The Dazcat 46 being the multihull connoisseur’s choice for performance cruising and racing while not being extreme, Hissy Fit is attracting some of the smart money. But some shrewd punters are backing the Essex duo of Andrew Fennell and Paddy Hutchings from West Mersea YC with the Shuttleworth tri Morpheus.
And of course, the mono-hull division is a separate prize list altogether, with line honours likely to be taken by Ross Hobson’s Open 50 Pegasus from Northumberland, which we’ve seen performing in the Round Ireland Race. We’ve extra interest too in Kuba Szymanski’s First 40.7 Polished Manx from the Isle of Man, and Irish Sea involvement also takes in Milford Haven, home port of the youngest crew, 19-year-old Lou Boorman and her shipmate Elin Jones with the vintage Contessa 32 White Knight. But the mercurial Conor Fogerty with his Figaro 3 Raw has found that trying to combine the time-consuming RB&I Into his complex Figaro programme in France is logistically impossible, so he won’t be on the Plymouth starting line on Sunday.

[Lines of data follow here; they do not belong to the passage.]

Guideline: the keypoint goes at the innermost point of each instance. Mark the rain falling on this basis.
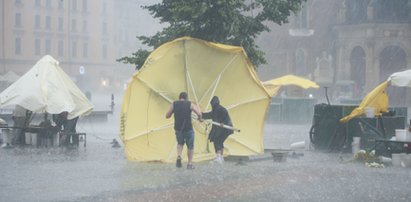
(324, 119)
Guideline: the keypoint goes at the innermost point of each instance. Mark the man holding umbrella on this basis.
(218, 133)
(182, 109)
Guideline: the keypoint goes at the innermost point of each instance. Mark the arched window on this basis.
(300, 66)
(357, 70)
(393, 59)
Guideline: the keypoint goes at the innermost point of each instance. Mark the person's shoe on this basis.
(190, 166)
(178, 162)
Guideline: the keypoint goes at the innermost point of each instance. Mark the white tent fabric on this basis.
(47, 88)
(10, 77)
(402, 79)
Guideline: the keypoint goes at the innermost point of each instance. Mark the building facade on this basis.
(349, 45)
(85, 36)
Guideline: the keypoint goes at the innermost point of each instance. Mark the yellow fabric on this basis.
(203, 69)
(47, 88)
(274, 85)
(377, 98)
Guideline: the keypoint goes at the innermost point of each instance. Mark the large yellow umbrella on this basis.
(203, 69)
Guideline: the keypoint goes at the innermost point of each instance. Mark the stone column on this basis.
(372, 68)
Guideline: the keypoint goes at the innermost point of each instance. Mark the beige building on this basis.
(349, 45)
(86, 36)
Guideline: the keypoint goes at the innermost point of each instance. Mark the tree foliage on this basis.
(233, 22)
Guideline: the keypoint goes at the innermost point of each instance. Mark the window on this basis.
(105, 28)
(60, 48)
(73, 25)
(48, 22)
(37, 48)
(37, 22)
(48, 3)
(37, 3)
(300, 67)
(61, 4)
(84, 5)
(74, 5)
(85, 50)
(105, 51)
(18, 20)
(60, 24)
(84, 26)
(74, 49)
(17, 46)
(48, 46)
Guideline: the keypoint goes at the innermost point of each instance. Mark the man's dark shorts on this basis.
(186, 137)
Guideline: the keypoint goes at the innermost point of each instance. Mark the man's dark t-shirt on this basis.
(182, 115)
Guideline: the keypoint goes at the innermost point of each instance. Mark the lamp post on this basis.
(2, 37)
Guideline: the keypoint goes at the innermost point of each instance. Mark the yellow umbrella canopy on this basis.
(274, 85)
(202, 69)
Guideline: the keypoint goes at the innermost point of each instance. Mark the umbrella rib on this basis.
(149, 131)
(245, 102)
(155, 90)
(217, 80)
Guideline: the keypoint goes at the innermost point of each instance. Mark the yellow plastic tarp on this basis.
(202, 69)
(274, 85)
(377, 99)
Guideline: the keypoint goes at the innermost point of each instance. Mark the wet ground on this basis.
(99, 172)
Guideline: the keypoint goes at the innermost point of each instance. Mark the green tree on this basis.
(234, 22)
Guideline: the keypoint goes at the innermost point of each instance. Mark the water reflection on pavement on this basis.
(101, 173)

Meanwhile, in Galway, Stopover Organiser Nigel Moss and his team from GBSC are putting the final pieces together in one very complex race management and hospitality structure, as each boat has to have its finish time recorded precisely so that exactly 48 hours later, it can start on Stage 2, which is the very long haul to Lerwick in the Shetlands.

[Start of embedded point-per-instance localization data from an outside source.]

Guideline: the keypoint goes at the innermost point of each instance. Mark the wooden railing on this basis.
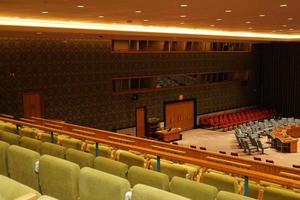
(251, 169)
(199, 154)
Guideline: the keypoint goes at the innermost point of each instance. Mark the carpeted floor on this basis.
(225, 141)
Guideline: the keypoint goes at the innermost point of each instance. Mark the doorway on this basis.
(32, 104)
(140, 118)
(180, 114)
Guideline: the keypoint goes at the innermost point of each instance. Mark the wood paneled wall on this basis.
(279, 77)
(74, 78)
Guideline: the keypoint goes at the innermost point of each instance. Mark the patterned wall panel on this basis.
(75, 80)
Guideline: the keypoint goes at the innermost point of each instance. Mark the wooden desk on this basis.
(283, 135)
(169, 135)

When you’ve a fleet which ranges from a DazCat 46 and an Open 50 at one end, all the way down to a vintage Vertue 25 at the other, even by the time they get to Galway they’ll already be well spread out on both time and distance. So all power to Matteo Richardi from Porto Vecchio in Italy for entering his Vertue 25 Mea in the RB&I 2022. Having sailed from Ireland to Iceland and Spain in a Vertue 25, I can vouch for the Vertue’s remarkable comfort as a sea boat. Which is just as well, as Mea’s crew are going to spend a lot of time out on the ocean getting round this challenging 2,000 mile course.